Having recently reached a settlement of several compromises for both sides, the organization of neighbors opposing the Boys and Girls Club’s PEAK project are no longer against the proposed youth athletic facility and will revoke their appeal of the conditional use permit approved by the city’s Planning Commission earlier this year.
Islanders for Common Sense, led by resident Amanda Clark, and the Boys and Girls Club have agreed to several terms that include a slight reduction of square footage and promises a future master plan of the high school and school district campus. The city will also institute a residential parking zone in the neighborhood and work with the club to prevent users from parking illegally in the neighborhood. The City Council, as a member of a development agreement between the club and school district, approved the settlement on Saturday during its summer planning session at the community center. The School Board must also approve the agreement before it is finalized. During the planning session, Councilmember Dan Grausz said this agreement would not have been possible without the work of School Board member Lisa Strauch-Eggers.
President of the Boys and Girls Club of King County, Daniel Johnson, said last week that he was thrilled the two sides had reached an agreement and the club looks forward to moving on with the project.
“This signifies that both the community group and the club worked hard to both listen and compromise to make [the project] go forward. This will streamline the process as we will be moving forward to get remaining entitlements to construction,” said Johnson.
PEAK’s project manager, Sid Kitchings, said there are still another nine to 12 months of design review and permitting. He said the project would most likely break ground between April and June of 2009.
In all, the two sides agreed to 29 conditions in the settlement. As their share in the compromise, Islanders for Common Sense will no longer publicly oppose the project and will try to persuade others to support it as well. The agreement states that Clark and undersigned members of Islanders for Common Sense “will not support or encourage any opposition to the project by any other persons” and agree to “not publicly oppose the project.”
One of the significant gains made by the neighborhood organization in exchange for its support is the school district’s promise for a master plan of the high school and adjacent district campus within two years. Resident Dave Ross, who was part of Islanders for Common Sense and spoke publicly before the Council asking for a master plan on several occasions, said that was significant because it allows the neighborhood to be involved in the future of the campus.
“I feel that too little attention was given to how the high school campus will look in five years or in 10 years. Up to now, it’s been done piecemeal,” said Ross. “Neighbors have long been concerned that it doesn’t appear to fit with the neighborhood. ”
Ross said the agreement would never have been possible without the organizing efforts of Clark. “Amanda [Clark] deserves credit for the progress we made,” he said.
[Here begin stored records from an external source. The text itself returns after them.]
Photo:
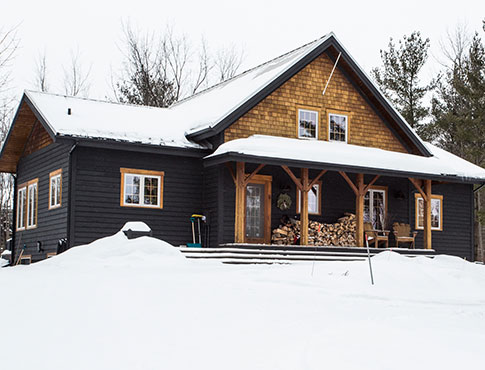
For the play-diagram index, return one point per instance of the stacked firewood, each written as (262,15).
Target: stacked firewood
(341,233)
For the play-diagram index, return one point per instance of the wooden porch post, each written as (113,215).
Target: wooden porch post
(359,210)
(304,207)
(426,194)
(427,215)
(240,190)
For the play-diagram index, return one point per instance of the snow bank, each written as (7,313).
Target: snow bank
(138,304)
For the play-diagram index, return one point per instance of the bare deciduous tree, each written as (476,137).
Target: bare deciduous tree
(76,77)
(228,61)
(8,46)
(160,69)
(40,78)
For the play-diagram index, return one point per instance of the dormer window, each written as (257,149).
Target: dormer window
(307,124)
(338,127)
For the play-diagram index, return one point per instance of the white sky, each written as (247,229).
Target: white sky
(264,29)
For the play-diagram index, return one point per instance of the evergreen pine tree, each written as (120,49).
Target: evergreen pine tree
(398,77)
(458,117)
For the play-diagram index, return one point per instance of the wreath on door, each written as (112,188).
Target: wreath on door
(283,202)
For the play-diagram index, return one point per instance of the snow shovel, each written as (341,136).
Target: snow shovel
(197,218)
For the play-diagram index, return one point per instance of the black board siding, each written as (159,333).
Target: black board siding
(456,238)
(96,197)
(51,223)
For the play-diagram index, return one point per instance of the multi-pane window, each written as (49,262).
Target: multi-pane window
(436,212)
(307,124)
(141,188)
(338,127)
(375,208)
(55,189)
(32,204)
(314,200)
(21,200)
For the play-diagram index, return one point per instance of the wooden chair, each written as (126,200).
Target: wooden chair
(376,235)
(402,233)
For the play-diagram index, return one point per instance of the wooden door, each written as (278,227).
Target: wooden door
(258,210)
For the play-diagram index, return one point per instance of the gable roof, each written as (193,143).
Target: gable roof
(187,123)
(213,110)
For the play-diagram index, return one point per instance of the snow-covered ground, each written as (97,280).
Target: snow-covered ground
(139,304)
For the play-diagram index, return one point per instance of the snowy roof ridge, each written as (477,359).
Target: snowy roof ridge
(30,92)
(248,71)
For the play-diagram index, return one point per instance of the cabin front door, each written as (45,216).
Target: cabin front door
(258,210)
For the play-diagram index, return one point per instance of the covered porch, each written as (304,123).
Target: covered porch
(377,186)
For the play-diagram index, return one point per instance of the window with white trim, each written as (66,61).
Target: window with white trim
(307,124)
(21,199)
(32,204)
(338,127)
(314,200)
(55,189)
(141,188)
(436,212)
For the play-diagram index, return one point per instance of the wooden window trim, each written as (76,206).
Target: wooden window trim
(19,189)
(51,175)
(317,129)
(36,210)
(336,112)
(133,171)
(298,210)
(418,196)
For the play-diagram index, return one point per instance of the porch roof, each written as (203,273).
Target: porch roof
(318,154)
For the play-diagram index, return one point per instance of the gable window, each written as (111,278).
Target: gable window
(32,203)
(141,188)
(307,124)
(55,189)
(436,212)
(338,127)
(314,199)
(21,200)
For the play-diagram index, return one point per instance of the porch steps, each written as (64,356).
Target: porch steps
(268,254)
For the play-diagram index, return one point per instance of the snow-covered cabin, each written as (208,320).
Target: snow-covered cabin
(85,167)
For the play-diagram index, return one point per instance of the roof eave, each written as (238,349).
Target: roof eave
(239,157)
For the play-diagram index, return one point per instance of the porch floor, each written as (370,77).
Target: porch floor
(271,253)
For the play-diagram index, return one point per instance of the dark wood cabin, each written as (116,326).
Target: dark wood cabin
(84,167)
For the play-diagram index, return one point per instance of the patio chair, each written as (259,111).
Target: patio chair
(376,236)
(402,233)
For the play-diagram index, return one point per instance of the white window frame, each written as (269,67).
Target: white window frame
(371,192)
(434,198)
(316,126)
(346,127)
(142,174)
(21,200)
(53,177)
(318,196)
(32,192)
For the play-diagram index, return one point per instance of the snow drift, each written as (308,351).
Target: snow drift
(139,304)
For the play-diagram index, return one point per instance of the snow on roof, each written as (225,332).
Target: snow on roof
(442,163)
(207,108)
(98,119)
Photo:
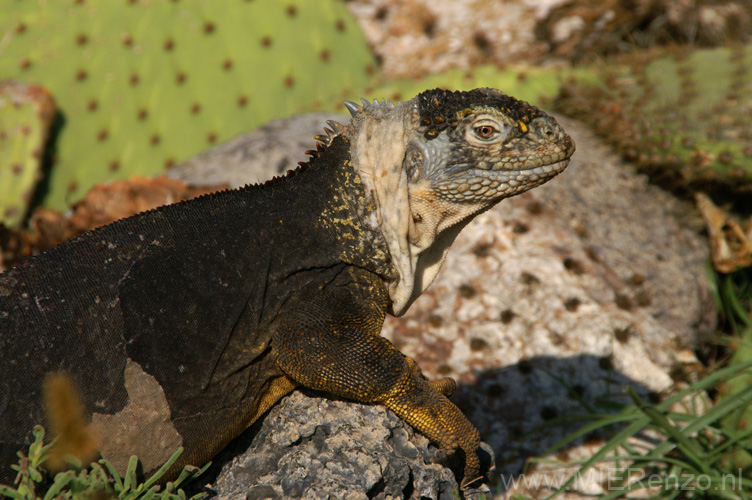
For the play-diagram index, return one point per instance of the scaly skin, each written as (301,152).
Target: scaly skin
(181,326)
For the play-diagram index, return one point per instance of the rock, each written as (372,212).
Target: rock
(423,37)
(270,150)
(312,447)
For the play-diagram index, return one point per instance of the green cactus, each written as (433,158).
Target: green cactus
(685,118)
(144,84)
(26,114)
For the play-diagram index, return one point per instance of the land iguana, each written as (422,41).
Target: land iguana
(182,325)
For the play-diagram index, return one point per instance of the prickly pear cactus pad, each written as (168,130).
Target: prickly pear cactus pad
(685,118)
(26,113)
(146,83)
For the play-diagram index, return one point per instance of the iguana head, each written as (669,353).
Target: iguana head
(434,162)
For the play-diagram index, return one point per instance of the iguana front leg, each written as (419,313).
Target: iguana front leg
(329,340)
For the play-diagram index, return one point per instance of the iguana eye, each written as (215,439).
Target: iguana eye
(486,131)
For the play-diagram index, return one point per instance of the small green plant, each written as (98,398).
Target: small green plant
(99,480)
(692,449)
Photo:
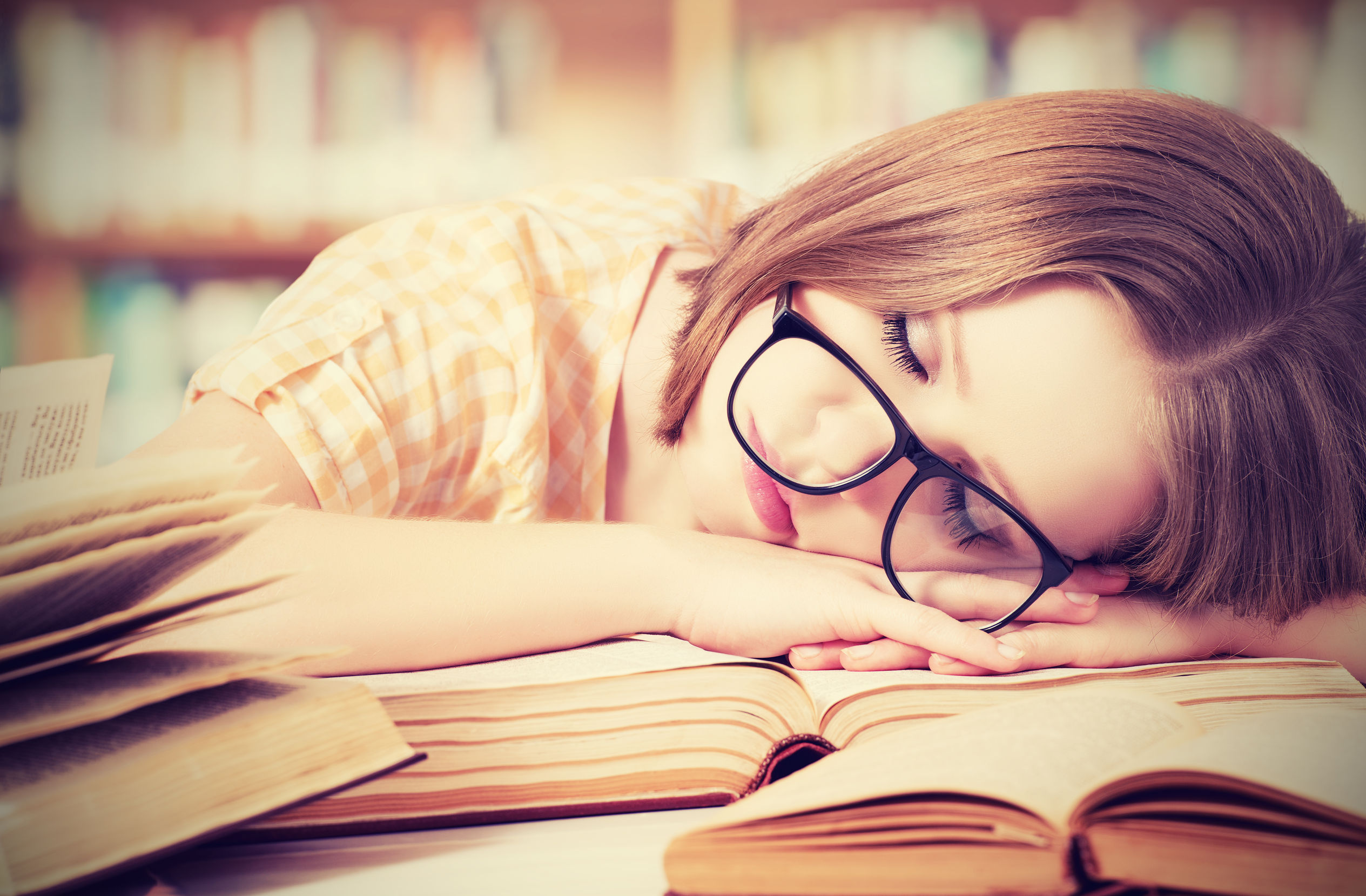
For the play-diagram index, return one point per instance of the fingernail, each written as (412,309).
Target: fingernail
(1010,652)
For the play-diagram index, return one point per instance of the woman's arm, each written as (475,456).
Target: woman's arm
(1138,630)
(407,595)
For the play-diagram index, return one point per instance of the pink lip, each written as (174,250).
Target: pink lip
(764,494)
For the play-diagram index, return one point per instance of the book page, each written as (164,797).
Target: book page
(50,417)
(1040,754)
(605,659)
(104,642)
(1315,754)
(79,496)
(122,622)
(92,691)
(107,530)
(110,580)
(35,761)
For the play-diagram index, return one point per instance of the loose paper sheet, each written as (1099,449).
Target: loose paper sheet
(50,417)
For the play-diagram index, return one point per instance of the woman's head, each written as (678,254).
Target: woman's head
(1227,253)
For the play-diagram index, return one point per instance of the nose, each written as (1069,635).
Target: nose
(851,437)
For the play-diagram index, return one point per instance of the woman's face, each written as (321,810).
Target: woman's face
(1039,396)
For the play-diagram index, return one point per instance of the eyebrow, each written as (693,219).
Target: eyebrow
(962,379)
(962,383)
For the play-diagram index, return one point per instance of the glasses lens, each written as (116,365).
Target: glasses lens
(948,528)
(808,417)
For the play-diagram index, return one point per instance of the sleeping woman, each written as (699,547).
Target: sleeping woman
(1072,379)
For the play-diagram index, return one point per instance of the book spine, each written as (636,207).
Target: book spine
(787,756)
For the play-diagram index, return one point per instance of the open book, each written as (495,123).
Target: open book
(655,723)
(1271,805)
(107,763)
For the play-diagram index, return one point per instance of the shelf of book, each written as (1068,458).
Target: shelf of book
(238,252)
(378,109)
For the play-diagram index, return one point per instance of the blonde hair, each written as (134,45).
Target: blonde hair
(1231,252)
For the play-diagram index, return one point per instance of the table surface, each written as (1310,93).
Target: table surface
(604,855)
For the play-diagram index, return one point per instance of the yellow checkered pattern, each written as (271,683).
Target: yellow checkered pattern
(463,362)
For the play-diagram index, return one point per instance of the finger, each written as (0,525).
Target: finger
(819,656)
(884,655)
(1044,645)
(948,665)
(967,596)
(1059,605)
(1100,580)
(926,628)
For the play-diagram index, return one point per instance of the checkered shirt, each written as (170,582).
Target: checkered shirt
(463,362)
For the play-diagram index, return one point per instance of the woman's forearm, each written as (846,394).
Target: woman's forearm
(1329,631)
(407,595)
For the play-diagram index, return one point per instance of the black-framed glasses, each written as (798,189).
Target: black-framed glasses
(810,417)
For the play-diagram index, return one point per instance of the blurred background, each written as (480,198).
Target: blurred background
(169,166)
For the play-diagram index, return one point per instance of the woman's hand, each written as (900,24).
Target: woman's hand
(760,600)
(1126,631)
(967,597)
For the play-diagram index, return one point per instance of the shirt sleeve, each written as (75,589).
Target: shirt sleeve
(369,373)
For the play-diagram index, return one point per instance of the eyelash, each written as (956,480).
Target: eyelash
(958,521)
(899,347)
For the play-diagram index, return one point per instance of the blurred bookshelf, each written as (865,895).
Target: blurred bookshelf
(169,166)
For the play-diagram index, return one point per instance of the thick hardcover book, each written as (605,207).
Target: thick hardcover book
(1042,796)
(105,763)
(655,723)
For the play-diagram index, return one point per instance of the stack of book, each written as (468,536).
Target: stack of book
(109,761)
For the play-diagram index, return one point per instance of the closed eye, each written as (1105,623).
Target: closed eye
(899,347)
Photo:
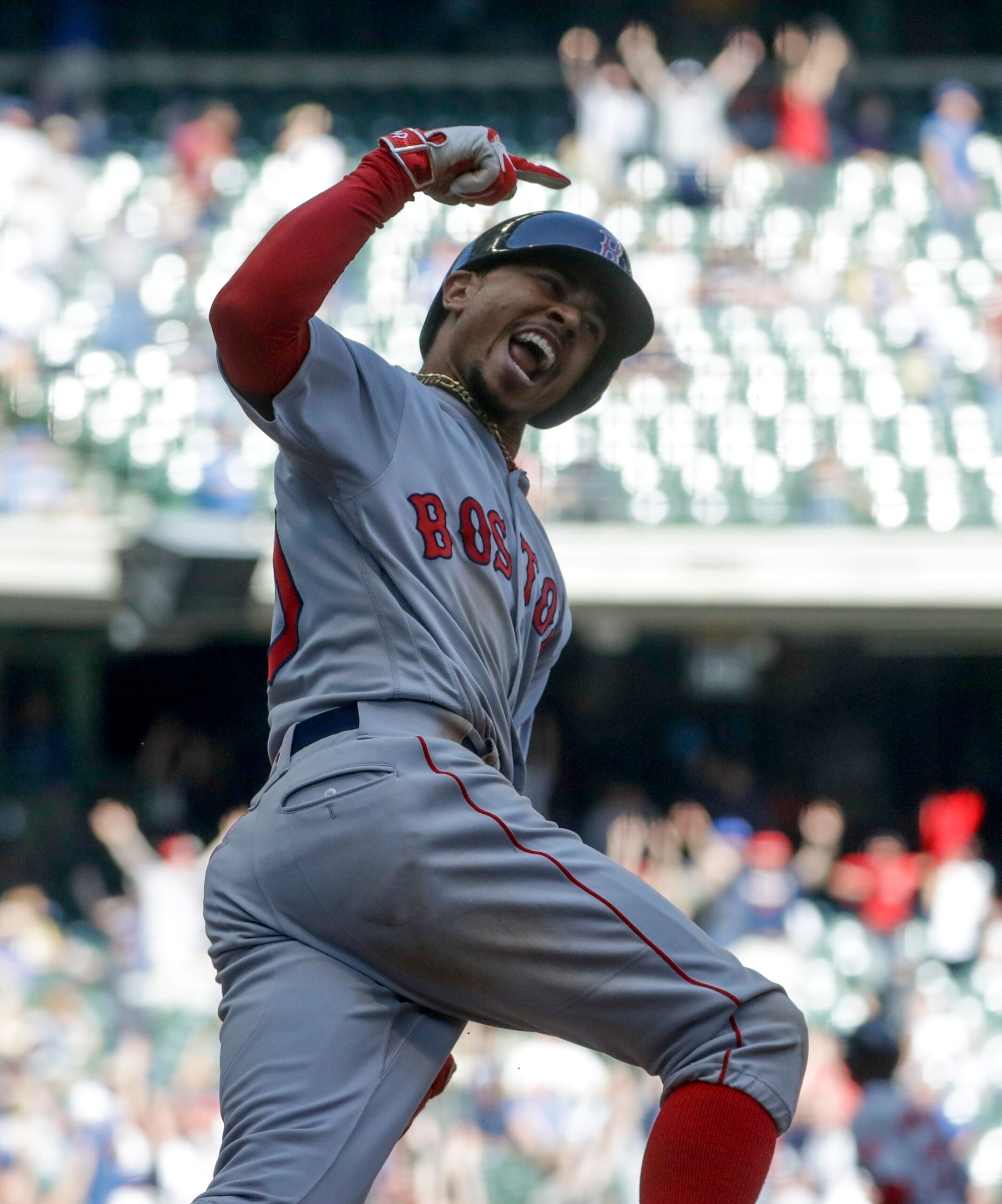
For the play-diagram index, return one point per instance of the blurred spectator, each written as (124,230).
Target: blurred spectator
(758,900)
(822,828)
(812,65)
(874,126)
(692,102)
(169,891)
(620,799)
(904,1147)
(945,138)
(960,888)
(316,159)
(882,883)
(40,753)
(611,117)
(200,145)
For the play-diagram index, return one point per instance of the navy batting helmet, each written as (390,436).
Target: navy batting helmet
(590,251)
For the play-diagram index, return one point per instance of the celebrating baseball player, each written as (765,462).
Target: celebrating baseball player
(390,883)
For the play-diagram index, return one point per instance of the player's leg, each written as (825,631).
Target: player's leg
(729,1046)
(457,894)
(321,1069)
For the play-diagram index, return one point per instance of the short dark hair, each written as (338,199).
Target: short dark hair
(872,1053)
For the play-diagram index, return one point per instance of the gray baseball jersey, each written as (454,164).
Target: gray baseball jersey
(388,882)
(409,562)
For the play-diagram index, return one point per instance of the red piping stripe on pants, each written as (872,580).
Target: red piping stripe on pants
(595,895)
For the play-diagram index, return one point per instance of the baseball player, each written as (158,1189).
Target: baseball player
(390,882)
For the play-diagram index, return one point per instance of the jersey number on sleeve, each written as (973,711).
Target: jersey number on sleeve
(291,605)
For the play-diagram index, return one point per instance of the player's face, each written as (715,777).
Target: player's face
(523,335)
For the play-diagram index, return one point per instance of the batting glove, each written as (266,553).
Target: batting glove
(465,164)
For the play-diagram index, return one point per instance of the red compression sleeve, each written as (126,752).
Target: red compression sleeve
(710,1145)
(261,317)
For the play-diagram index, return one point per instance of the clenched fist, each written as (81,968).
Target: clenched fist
(465,164)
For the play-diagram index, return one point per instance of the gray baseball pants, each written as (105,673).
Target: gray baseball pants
(390,885)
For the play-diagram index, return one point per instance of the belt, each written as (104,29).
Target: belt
(339,719)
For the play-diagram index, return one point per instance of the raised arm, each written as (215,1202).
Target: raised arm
(637,48)
(579,52)
(261,317)
(735,64)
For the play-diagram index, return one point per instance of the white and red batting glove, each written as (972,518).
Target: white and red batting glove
(465,164)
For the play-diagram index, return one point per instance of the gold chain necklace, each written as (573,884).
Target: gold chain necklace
(463,394)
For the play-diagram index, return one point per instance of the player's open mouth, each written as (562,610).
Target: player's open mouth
(534,353)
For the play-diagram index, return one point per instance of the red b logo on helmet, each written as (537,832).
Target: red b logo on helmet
(611,248)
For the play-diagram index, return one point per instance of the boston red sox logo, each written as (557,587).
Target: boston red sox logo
(611,247)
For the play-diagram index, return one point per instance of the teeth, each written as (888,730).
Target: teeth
(530,336)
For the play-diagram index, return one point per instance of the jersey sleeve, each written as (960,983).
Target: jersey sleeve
(340,416)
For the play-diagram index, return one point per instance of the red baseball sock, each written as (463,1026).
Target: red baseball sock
(710,1145)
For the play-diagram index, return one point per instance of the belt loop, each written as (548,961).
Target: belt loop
(278,766)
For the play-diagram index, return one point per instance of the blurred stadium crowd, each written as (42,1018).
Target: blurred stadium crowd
(109,1039)
(829,346)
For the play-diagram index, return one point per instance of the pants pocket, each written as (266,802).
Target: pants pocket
(332,785)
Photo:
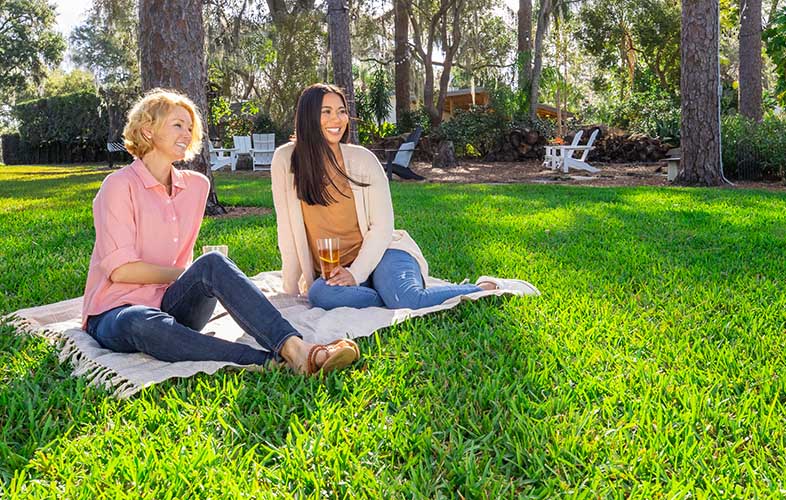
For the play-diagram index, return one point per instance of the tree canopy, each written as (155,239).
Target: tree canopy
(29,44)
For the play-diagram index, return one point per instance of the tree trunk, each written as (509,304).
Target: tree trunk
(750,59)
(401,56)
(524,50)
(341,52)
(172,55)
(544,15)
(700,162)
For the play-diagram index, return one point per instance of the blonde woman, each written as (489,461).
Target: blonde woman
(143,292)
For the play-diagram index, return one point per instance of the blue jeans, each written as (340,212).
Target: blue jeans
(395,283)
(172,332)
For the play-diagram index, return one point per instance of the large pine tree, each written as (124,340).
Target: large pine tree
(750,59)
(700,158)
(172,55)
(341,52)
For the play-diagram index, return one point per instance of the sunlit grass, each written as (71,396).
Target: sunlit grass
(652,365)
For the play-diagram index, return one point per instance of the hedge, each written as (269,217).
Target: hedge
(70,128)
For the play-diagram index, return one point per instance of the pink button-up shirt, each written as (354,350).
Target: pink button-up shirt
(136,220)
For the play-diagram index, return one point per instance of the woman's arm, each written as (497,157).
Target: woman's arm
(380,220)
(290,265)
(143,273)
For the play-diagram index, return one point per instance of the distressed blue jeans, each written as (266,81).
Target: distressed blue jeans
(395,283)
(171,333)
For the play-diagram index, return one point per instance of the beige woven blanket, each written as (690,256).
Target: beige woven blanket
(127,374)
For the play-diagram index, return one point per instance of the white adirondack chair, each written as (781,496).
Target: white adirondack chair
(219,158)
(264,146)
(552,159)
(242,147)
(568,161)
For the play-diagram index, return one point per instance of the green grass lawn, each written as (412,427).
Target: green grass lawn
(651,367)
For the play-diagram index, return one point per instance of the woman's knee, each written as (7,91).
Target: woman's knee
(138,321)
(405,298)
(213,260)
(324,296)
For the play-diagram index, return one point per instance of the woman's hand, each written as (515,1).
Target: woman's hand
(341,277)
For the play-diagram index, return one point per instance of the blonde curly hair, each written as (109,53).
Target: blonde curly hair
(150,112)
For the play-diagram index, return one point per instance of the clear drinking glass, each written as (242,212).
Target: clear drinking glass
(328,249)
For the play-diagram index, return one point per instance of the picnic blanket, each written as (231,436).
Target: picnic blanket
(127,374)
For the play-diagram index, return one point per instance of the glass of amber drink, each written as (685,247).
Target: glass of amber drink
(328,249)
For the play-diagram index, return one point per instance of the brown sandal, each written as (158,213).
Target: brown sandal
(338,357)
(350,343)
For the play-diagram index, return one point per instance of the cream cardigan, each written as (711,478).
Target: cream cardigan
(375,217)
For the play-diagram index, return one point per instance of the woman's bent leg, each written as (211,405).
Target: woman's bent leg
(329,297)
(399,282)
(214,276)
(151,331)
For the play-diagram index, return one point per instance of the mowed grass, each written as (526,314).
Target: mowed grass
(651,367)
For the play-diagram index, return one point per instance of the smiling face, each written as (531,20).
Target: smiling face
(333,119)
(173,137)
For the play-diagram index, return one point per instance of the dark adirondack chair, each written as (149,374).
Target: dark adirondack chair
(399,164)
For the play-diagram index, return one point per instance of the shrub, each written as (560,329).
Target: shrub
(264,124)
(412,119)
(64,128)
(474,132)
(752,150)
(653,113)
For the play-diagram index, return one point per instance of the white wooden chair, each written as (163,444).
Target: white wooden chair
(264,146)
(568,161)
(242,147)
(552,159)
(220,157)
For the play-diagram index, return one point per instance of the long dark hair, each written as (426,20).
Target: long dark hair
(312,157)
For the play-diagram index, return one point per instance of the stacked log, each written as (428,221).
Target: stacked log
(523,143)
(520,143)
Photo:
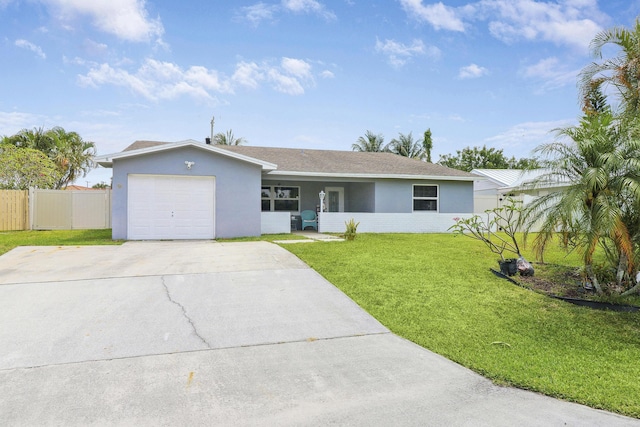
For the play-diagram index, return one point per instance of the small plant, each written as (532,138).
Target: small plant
(350,232)
(505,219)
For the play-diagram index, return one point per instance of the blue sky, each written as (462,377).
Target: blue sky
(299,73)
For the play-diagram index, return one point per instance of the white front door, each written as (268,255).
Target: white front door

The settlement states “all parties will in good faith explore the feasibility of relocating, within five years, the school bus parking from the existing Mercer Island High School campus to a new location.”
As part of the deal, the Boys and Girls Club will reduce the size of the building by at least 3,700 square feet so that the total project will not be more than 41,300 square feet. Johnson said the reduction in size will have some impact on the club’s programs, but nothing severe.
“Any decrease is a compromise, but these were thoughtful reductions that don’t significantly undermine the programs,” Johnson said.
The smaller project size allows the club to give up 18 code-required parking spaces, eight of which the club plans to. A subsequent amendment to the current development agreement must be approved by the City Council and School Board as part of that condition. The space planned for those parking spots will be planted with additional landscaping to buffer the views of the parking lot from adjacent homes.
Ross said reducing the building size and adding landscaping as a buffer makes the project a better fit.
“As the neighborhood near the high school, we bear the grunt during football games, dances or orientation,” said Ross. “We just want some consideration of how the neighbors feel. We were never against the Boys and Girls Club. We wanted the project to be more in keeping with the neighborhood.”
In exchange for the compromise made by the club, Clark and her husband will not contest the architects’ proposed plan during the upcoming design review process. As part of the development agreement with the school district and city, the club cannot begin construction until all the funds are raised. Johnson said the club still has to raise $2 million of the $16 million needed but is confident that will happen now that the organized opposition supports the project.
“We are going to do a full-court press to get that final $2 million,” Johnson said.